The change in the amount of fluid generated using the compressed air by rectification and in or out of the rectification column system

transported, can be done in particular using a corresponding setpoint. In certain cases, for example in the air separation plants shown in the attached FIGS. 1 to 4, it can also be provided that a corresponding controller output is additionally readjusted (typically in a range of not more than ± 5%) by a trim controller. In extreme cases, this can mean that an actual value at the end of the adjustment differs slightly (but at most by 5%) from an opposite setpoint. The present invention can be used in particular in air separation plants whose rectification column system has a high-pressure column operated at a first pressure level and a low-pressure column operated at a second pressure level below the first pressure level, the liquid, the amount of which is changed in the third operating period, as mentioned Part of a gaseous nitrogen-rich top product of the high pressure column, which is liquefied and fed as a return to the low pressure column. The

The present invention can be used in particular in an air separation plant with a secondary condenser for heating an internally compressed oxygen product. In an appropriate air separation plant, internal or external compression of air products can and can

procedural interconnections with nitrogen and air circuits are used. Air separation plants with several high pressure columns can also be used.
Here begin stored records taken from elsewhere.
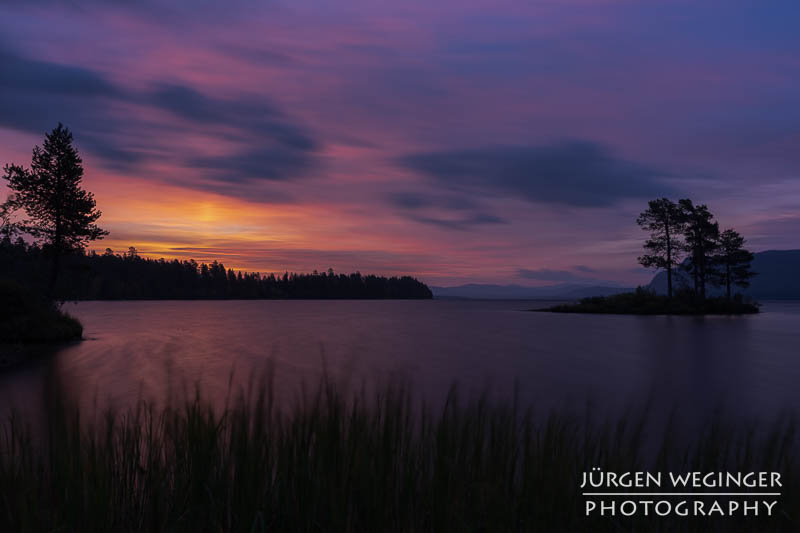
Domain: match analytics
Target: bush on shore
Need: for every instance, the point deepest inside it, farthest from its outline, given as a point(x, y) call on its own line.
point(645, 302)
point(27, 317)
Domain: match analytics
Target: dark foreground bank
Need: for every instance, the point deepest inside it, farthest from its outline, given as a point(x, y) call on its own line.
point(26, 317)
point(358, 463)
point(645, 302)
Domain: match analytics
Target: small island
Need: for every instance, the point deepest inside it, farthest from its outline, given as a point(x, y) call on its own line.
point(646, 302)
point(684, 240)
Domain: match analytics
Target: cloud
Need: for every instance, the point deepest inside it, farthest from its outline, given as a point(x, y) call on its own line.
point(572, 173)
point(433, 209)
point(546, 274)
point(268, 163)
point(415, 201)
point(267, 145)
point(462, 223)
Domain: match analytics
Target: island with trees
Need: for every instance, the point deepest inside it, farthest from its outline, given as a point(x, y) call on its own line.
point(47, 223)
point(683, 239)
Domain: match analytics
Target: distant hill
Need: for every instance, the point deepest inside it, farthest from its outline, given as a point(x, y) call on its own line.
point(778, 277)
point(564, 291)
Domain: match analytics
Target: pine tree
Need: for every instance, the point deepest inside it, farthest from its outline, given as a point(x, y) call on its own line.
point(734, 261)
point(60, 213)
point(702, 241)
point(665, 222)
Regardless of the number of high and low pressure columns, the first pressure level in the context of the present invention can in particular be 5 or 7 to 12 bar

Absolute pressure and the second pressure level are in particular 1, 3 or 1, 8 to 3.5 bar absolute pressure. The present invention can thus be used in particular in so-called "elevated pressure" air separation plants in which the operating pressures of the distillation column systems are above the conventional values mentioned at the outset. Nevertheless, the invention can also be used in connection with conventional pressure levels in the distillation column system.

Within the scope of the present invention, in particular flexible

Load change speeds can be realized. In other words, a

Period between the first point in time and the second point in time can be set by changing the first point in time and / or the second point in time. In this context, it proves to be particularly advantageous if, for example, a delay time provided within the scope of the present invention is applied to it

Change is adjusted, i.e. if a period between the first point in time and the third point in time depends on the setting of the period between the first point in time and the second point in time by changing the third

Time is set. In this way you can also change Load change speeds achieve the advantages of the invention. In this case, it can in particular be provided that if the third point in time lies after the first point in time and the fourth point in time after the second point in time, the period between the first point in time and the third point in time is extended if the point in time between the first point in time and the second point in time is shortened. In other words, when the load change speed increases

for example, a longer delay time can be selected.

In the context of the present invention, a change in load can in particular also include changing the quantities of the air products formed in each case. One or more air products can therefore be formed in an adjustable product quantity, the product quantity being set to a first value during the first operating period and to a second value different from the first value during the second operating period, and wherein the setting the amount of product is changed in the third operating period from the first point in time and up to the second point in time from the first value to the second value. A corresponding air product can in particular be such an air product that is at least partially formed from the gaseous nitrogen-rich top product of the high-pressure column. This can be provided in liquefied or non-liquefied form.

The present invention can be related to various

Load change scopes are used. For example, it can be provided that the first total air volume differs from the second total air volume by more than 5 and up to 30, 40 or 50 percentage points.

In particular, the change in the total air volume can take place gradually or continuously in the third operating period, and preferably with an average rate of change (based on the gradual change) or a rate of change (in the case of continuous change) of the total air volume of 0.1 (in the case of extraction) of argon) or 1 to 10 percentage points per minute.

In general, argon extraction can be provided in the context of the present invention, ie in the method the rectification column system can in particular one or more for the extraction of an argon-rich air product have rectification columns set up and the argon-rich air product can be formed in the process. An "argon-rich" air product has at least 50, 60, 70, 80 or 90 mole percent argon.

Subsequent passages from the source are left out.